The histological changes observed in the lateral white matter are very similar to lesions observed in other studies in pigs(10
) and rats(17
). As reported for most species, including humans, focal white matter necrosis is the most common histology underlying radiation myelopathy of the spinal cord(18
). Lesions consist of diffuse demyelination, with focal areas of coalescing necrosis in the higher dose groups. In the current study, the animal showing subtle neurologic signs (#9), had a very small histologic lesion with demyelination, the extent of which is in agreement with the relatively minor character of the motor impairment. No histologic changes were observed in one neurologic responder (pig #8). This animal likely had a focal lesion that occurred between section samples. When comparing histology sections for retreated and de novo irradiated animals, the only difference noted was after prescription doses >20Gy. Although the threshold for induction of neurological damage was the same in both groups, morbidity at higher doses was more severe with gray matter infarction and associated edema. Although a vascular pathology has been suggested to be the basis of most late damage in the spinal cord, it usually does not become manifest as obvious damage to the vasculature such as hemorrhagic infarction. No later signs of vascular gray matter damage have been observed during the one year followup of lower-dosed animals, but a warning is implied that additional vascular damage may occur at longer followup times.
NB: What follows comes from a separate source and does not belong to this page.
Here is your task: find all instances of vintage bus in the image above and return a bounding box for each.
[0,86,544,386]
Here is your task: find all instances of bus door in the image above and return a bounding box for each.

In conclusion, results of the present study are consistent with previous preclinical studies in the rat(3
), guinea pig(4
) and monkey(2
), supporting the observation that the spinal cord possesses a large capacity for recovery following irradiation. Specifically, pigs receiving spinal radiosurgery one year following 30Gy in 10 fractions are not at significantly higher risk of developing motor deficits than pigs that receive radiosurgery alone.